Hier soir, j'ai eu envie de masser Nathalie. Nous nous nous sommes douchés puis elle s'est allongée sur la table de massage. Je me suis assis sur le tabouret, à hauteur de sa tête, j'ai contemplé son corps dans la demi-pénombre puis j'ai posé mes mains sur sa nuque. Et tout s'est embrasé en moi, une vague chaude qui est partie de mon coccyx et est remontée le long de ma colonne jusqu'à irradier dans mon crâne.

J'étais relié, je pouvais commencer, l'énergie était là. 

Kundalini web

"Un auteur de philosophie bouddhiste a émis l’hypothèse de trois couples bien distincts, » commença-t-il, le regard concentré, la voix appliquée, le débit mesuré.
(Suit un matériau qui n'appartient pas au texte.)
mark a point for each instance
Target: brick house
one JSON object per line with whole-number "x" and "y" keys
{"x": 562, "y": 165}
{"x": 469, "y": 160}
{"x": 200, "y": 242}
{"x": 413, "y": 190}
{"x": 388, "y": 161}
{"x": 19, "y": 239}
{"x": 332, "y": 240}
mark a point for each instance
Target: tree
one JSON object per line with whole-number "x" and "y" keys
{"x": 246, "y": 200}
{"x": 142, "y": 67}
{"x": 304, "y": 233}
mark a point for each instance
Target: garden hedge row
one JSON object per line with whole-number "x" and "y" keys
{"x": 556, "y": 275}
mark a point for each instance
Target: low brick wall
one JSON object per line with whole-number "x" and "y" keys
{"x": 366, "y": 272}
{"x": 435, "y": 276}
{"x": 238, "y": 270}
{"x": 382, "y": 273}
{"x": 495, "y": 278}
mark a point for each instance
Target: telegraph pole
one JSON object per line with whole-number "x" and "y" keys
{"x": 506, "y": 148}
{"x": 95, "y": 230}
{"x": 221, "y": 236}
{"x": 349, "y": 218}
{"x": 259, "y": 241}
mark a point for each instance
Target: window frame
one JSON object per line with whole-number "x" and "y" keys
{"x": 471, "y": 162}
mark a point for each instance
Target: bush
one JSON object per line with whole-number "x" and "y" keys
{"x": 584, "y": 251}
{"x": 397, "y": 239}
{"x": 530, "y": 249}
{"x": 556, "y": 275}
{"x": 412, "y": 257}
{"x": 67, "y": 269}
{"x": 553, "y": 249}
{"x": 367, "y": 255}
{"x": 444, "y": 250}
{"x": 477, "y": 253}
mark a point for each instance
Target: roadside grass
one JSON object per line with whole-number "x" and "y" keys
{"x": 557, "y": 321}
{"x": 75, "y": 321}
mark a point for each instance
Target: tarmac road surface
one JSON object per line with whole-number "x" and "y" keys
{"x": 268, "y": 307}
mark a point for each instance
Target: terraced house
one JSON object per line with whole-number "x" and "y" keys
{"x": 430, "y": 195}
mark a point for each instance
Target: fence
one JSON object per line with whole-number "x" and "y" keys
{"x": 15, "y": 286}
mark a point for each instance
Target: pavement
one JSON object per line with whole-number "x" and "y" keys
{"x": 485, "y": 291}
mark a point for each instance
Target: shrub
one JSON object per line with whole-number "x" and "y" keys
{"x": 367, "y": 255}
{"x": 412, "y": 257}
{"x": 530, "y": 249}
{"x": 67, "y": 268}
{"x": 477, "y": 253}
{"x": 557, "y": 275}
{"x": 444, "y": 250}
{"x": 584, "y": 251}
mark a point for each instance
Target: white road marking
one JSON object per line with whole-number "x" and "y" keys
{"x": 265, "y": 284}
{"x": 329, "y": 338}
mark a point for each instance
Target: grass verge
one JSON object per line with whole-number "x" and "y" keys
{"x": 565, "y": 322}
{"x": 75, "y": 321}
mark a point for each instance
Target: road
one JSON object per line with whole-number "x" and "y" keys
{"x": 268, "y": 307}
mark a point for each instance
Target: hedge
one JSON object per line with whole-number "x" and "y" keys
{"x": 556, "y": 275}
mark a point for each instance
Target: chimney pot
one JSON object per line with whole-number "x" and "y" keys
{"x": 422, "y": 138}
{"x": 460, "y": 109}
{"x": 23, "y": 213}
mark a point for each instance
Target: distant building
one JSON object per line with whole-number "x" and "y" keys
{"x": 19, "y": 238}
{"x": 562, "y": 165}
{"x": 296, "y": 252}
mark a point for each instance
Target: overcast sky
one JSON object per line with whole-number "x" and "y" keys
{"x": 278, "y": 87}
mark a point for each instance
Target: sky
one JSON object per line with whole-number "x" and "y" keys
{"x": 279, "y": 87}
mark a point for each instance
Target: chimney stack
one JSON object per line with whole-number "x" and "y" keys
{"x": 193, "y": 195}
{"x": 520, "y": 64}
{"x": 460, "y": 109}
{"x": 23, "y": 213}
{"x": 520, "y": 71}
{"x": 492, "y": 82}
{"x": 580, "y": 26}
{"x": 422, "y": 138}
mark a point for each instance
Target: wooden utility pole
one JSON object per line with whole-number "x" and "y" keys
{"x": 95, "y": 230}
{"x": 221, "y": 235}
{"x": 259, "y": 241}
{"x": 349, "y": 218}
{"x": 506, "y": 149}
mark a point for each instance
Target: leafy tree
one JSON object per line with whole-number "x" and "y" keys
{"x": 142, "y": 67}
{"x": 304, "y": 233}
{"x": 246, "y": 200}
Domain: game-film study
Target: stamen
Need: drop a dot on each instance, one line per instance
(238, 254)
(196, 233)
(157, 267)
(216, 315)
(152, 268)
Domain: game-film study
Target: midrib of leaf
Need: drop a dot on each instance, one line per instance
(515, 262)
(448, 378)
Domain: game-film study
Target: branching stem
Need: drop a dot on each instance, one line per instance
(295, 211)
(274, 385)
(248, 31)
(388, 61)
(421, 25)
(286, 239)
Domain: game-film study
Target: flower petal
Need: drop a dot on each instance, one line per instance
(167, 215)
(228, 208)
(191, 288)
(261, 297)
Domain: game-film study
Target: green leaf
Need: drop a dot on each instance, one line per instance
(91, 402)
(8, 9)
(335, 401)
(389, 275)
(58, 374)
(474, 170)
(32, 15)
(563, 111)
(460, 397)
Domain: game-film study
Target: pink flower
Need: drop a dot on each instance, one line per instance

« Le couple carré, le couple triangle et le couple cercle. Dans le couple carré, il y a quatre entités. Une tête et un corps pour chaque partenaire. Le tout symbolisé par les quatre angles du carré. Chaque tête est séparée, existentiellement, de son corps et aucun des deux corps ne fusionnent avec l’autre puisque les deux têtes sont séparées l’une de l’autre. Les seuls points de jonction se situent au niveau génital. Et c’est évidemment désastreux à plus ou moins long terme. Dans ce couple, l’acte sexuel a une intention précise, c’est de maintenir intacte les quatre lignes qui rejoignent les angles. Bien entendu, la pression que ça génère est incompatible avec le sentiment amoureux. Si on dit que la tête est séparée du corps, c’est parce que le mental n’est présent que par pointillés et sur des plans très limités, très mécaniques, très répétitifs. Le reste du temps, il vaque à ses fantasmes ou même à ses absences. Le couple carré est enfermé dans le chacun en soi et sans même que les individus habitent consciemment leurs propres corps. Il n’y a pas de rencontre, pas de communication mais des émissions radio brouillées par des parasites continuels. Les schémas répétitifs sont basés sur la trilogie PCO : préliminaires, coït, orgasme. Il s’agit d’un orgasme à décharge énergétique. Un moyen de se libérer des tensions quotidiennes. Il n’y a pas de conscientisation mais un état de quasi absence qui tend vers le vide. De toute façon, la sexualité est au même niveau d’inconscience que l’ensemble de l’individu.

-Laurent et moi, à la fin de notre histoire.

-C’est le cas de millions de couples, Maud.

-Et les deux autres types alors ?

-Le couple triangle est appelé ainsi car il est constitué de deux partenaires qui parviennent à communier intégralement, corps et âme et à se rejoindre à la pointe du triangle. Il s’agit d’individus qui ont conscience que la sexualité est un acte sacré qui réclame une attention totale et bienveillante, un partage et une quête commune. Les deux personnes vivent dans une communication très forte, un bonheur réel mais, par amour pour leur partenaire, ils sont malgré tout obnubilés, par une certaine idée de l’amour physique et le schéma PCO, préliminaires, coït, orgasme, est toujours en vigueur. Cette recherche de l’orgasme, simultané si possible, les entrave mais ils ne le réalisent pas encore.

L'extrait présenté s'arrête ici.